Furthermore, building on the proposed time-varying causal deep learning framework, new research directions can be explored to develop more accurate and interpretable models for predicting and controlling infectious disease outbreaks. First, the current time-varying causal graph model focuses on how different variables affect each other over time. Leveraging insights from information propagation modeling (e.g., reaction-diffusion models) on how information spreads through networks (Ke et al. 2022; Ma et al. 2023; Zhu et al. 2024; Zhu and Yuan, 2023), analogous to how diseases spread through populations, future work can examine how various variables affect each other over space by considering social or contact network structures and identifying the causal pathways among different districts or regions over time (Mastakouri and Schölkopf, 2020). Second, the current time-varying causal graph model incorporates high-level domain-specific knowledge, such as which variable “causes” another variable in the causal graph. Future work can exploit more scientifically-driven domain-specific knowledge, such as physical models governing COVID-19 infection and transmission processes, whenever such information is readily available, for instance, the susceptible-exposed-infectious-recovered (SEIR) model for COVID-19 infection modeling (Qian et al. 2020; Qian et al. 2021).
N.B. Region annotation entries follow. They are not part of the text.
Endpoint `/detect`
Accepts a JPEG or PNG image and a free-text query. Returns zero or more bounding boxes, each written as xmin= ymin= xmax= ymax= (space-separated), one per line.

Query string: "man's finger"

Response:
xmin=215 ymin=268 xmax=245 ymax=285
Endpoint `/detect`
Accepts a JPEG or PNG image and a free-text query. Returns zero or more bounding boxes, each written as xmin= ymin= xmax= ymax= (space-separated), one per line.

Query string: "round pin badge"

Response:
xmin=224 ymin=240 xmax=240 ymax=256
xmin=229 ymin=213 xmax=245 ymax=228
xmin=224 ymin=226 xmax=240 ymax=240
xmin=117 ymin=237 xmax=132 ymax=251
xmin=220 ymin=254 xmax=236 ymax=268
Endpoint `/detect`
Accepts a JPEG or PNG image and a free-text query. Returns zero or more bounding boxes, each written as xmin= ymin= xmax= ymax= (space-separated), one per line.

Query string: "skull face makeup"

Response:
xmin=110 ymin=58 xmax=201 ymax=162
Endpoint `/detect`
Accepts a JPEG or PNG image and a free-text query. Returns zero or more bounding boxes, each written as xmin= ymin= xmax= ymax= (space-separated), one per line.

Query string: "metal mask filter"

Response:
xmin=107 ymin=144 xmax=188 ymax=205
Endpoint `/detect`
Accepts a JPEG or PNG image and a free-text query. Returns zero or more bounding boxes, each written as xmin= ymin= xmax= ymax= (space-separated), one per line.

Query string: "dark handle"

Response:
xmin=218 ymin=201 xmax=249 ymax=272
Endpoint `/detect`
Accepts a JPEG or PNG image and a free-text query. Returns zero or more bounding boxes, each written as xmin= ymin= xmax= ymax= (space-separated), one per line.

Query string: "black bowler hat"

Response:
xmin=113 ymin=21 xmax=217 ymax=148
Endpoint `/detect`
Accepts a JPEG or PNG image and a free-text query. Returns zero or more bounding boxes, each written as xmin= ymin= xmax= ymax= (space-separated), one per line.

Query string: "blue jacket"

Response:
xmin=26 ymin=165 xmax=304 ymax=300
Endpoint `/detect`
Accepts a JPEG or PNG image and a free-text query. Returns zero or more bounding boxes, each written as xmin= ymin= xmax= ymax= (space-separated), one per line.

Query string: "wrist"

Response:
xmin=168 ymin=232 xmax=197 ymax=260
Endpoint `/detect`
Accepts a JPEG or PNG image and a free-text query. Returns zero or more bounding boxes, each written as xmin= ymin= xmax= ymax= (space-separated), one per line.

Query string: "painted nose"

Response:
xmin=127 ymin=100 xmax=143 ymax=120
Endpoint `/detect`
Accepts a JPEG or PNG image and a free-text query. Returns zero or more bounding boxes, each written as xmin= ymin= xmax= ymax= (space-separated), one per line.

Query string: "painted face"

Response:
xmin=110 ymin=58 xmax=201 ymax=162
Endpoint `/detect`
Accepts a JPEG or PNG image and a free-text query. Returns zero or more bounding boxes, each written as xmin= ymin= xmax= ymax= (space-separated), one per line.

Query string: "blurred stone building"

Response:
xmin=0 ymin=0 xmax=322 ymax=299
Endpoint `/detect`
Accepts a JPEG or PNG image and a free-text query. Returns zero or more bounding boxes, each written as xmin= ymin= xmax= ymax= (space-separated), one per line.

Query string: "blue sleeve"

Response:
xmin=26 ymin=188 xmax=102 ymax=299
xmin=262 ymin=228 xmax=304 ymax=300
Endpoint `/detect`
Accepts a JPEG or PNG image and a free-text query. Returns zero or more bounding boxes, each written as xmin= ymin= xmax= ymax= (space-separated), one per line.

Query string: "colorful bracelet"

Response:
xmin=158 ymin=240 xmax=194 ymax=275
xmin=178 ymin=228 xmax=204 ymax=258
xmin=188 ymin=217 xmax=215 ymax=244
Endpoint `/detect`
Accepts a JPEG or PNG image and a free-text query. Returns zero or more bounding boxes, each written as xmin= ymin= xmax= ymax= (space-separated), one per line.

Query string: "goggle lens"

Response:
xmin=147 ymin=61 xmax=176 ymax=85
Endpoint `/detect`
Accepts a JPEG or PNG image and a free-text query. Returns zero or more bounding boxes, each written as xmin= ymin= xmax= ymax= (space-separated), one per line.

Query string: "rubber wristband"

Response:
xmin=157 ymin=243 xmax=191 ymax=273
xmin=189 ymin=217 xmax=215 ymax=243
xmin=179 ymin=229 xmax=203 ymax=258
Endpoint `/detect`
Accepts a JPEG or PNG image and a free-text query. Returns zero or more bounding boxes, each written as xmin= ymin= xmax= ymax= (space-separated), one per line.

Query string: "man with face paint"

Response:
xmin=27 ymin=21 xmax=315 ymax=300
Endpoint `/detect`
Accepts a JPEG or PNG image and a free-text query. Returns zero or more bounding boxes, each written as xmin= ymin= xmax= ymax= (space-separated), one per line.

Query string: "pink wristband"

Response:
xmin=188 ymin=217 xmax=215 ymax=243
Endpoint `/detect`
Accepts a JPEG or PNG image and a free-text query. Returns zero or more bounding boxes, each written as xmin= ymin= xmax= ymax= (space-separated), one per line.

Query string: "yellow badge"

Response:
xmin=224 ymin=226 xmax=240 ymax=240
Finally, while our study focuses on COVID-19 in the UK, the proposed methodology does not rely on country-specific assumptions. Our proposed Bayesian causal deep learning framework offers a versatile and adaptable approach to understanding the time-varying relationships between various factors, such as outdoor PM2.5 concentration and COVID-19 infection rate. It can be adopted in other countries/regions and validated in future pandemic scenarios. For our framework to be effectively implemented in different regions/countries or examined in future pandemic scenarios, similar types of data are required, including time-series data on infection rates, air pollutant concentrations, meteorology, mobility, public health intervention measures, and sociodemographic factors. Given that many countries have been collecting detailed data related to public health, the required inputs for our proposed framework are likely available. Future research can conduct comparative studies across different geographical contexts to identify common patterns and location-specific factors affecting COVID-19 infection and investigate the applicability of the proposed framework to similar pandemic scenarios.

Policy implications for pandemic preparedness

Our study offers insights beneficial to future infection control and public health policymaking in the UK and globally. Based on large-scale, multimodal, and readily available T-S datasets covering disease infection, environment, demography, SES, and health, our time-varying causal graph approach can simulate the path of a future pandemic and how different factors will affect the infection rate over time. The findings can help guide infection control and public health policymaking, ensuring that different public health policies catered to different time frames are provided to achieve the best policy outcome over time. For example, the possibility that COVID-19 is an airborne infection may lead to public health measures, such as requiring citizens to wear face masks, to reduce the possibility of COVID-19 infection during the early phase of the pandemic through the viral-airborne transmission pathway (Han et al. 2021; Han et al. 2020), especially in countries with high population density, mobility, and particulate pollution levels. Moreover, our research methodology can be transferable to other countries where evidence-based public health policymaking for curbing future waves of COVID-19 transmission or future pandemics is most needed.